Oh neat! I love bison! I've always wanted a small breeding herd, but never enough time to manage such an animal. My mini goats are tuff enough to keep up with! There is a big herd of bison just down the road from us. They breed and sell them. It's so fun to drive by and see the new calves during spring. They're a very neat creature.


----------



## AlaskaBoers (May 7, 2008)

we have alot of buffalo ranhces up here. but they sell them for alot more than $650, more like a few thousand. lol. love 'em


----------



## Amos (Oct 2, 2008)

:greengrin: 
Our neighbors raise bison, we can see them out our back window, they are very interesting animals. One day when we were driving home from going shopping in the dark, and a stampede of 20-30 of them went across the road in front of us, they ruined the corn fields on both sides, was a bit odd and very load.
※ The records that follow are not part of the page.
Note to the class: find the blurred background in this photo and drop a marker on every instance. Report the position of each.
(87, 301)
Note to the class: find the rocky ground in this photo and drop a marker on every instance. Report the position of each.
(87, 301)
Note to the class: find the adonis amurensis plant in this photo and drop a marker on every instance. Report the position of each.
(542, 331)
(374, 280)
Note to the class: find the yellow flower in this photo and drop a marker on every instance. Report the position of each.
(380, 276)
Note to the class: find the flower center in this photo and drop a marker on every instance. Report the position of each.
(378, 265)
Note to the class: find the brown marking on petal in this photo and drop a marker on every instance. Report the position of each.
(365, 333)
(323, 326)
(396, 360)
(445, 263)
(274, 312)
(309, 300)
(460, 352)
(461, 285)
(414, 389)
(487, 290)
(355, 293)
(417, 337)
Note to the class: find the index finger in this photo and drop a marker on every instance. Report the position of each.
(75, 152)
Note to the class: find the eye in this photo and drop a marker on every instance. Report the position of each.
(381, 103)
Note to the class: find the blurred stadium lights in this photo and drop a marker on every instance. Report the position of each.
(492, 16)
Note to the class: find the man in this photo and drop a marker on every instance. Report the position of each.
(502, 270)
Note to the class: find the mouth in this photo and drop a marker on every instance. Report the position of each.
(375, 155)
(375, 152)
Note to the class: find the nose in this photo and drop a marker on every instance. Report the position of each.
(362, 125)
And one other day my brother and I were driving home from fishing and we were just talking to each other about the lakes and out of the ditch came a huge bull buffalo, we missed it by a foot, and it kicked a bunch of gravel on my brothers car. Quite amusing after we regained our heads. Not that I can pick on the owners, as our elk have gotten out how many times..
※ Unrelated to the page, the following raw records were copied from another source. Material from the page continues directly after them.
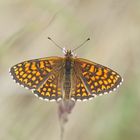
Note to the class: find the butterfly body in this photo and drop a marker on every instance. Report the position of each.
(65, 78)
(68, 72)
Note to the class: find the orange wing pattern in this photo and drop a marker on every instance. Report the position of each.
(33, 73)
(79, 91)
(51, 89)
(97, 79)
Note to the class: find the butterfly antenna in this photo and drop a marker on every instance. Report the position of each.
(55, 43)
(81, 44)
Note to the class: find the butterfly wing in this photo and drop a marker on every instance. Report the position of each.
(96, 79)
(36, 74)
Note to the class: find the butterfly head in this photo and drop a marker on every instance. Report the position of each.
(68, 53)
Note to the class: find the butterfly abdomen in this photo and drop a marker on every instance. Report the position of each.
(67, 78)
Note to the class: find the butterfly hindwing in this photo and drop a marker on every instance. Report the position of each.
(51, 89)
(96, 78)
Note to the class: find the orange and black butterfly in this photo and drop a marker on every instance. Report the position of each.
(65, 78)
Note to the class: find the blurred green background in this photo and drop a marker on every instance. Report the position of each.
(114, 29)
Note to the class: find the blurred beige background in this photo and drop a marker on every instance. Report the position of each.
(114, 29)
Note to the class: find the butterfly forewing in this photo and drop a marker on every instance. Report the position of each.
(32, 74)
(79, 91)
(97, 79)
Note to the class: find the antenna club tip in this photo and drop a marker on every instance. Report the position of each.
(49, 38)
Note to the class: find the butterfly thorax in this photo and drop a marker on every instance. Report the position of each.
(68, 70)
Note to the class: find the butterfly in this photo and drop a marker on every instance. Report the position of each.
(65, 78)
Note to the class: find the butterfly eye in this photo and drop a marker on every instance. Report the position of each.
(64, 50)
And oddly enough, the town closest to where I live is called Benson.


----------



## sparks879 (Oct 17, 2007)

we have a couple of farms here. There is on between coupville and oak harbor just south of the base....they sell meat and stuff.
And then another farm up north in lyman. They have a processing plant and butcher and sell meat from their farm. We went out to see that one as my aunt is really good friends with the people. The babies were darkling. They had one male that was huge. He towered over the rest of them. Stood a good twelve inches taller then any other animal. some of them had white faces too. they were really neat.
bBut i can't imagine raising them over goats! 
beth


----------



## sweetgoats (Oct 18, 2007)

We have several farms around here also. From what they have said they are very hard to keep in a fence. I think they are just beautiful.


----------



## PiccoloGoat (Sep 10, 2008)

Oh wow buffalo :drool:


----------



## goatnutty (Oct 9, 2007)

We actually raised Bison in our family and it was quite fun...but a lot of work. They all passed away and we never got more but I'll always remember them.


----------



## badnewsboers (May 9, 2008)

I just like the look of them. No bison on the coast though-land is too pricey.


----------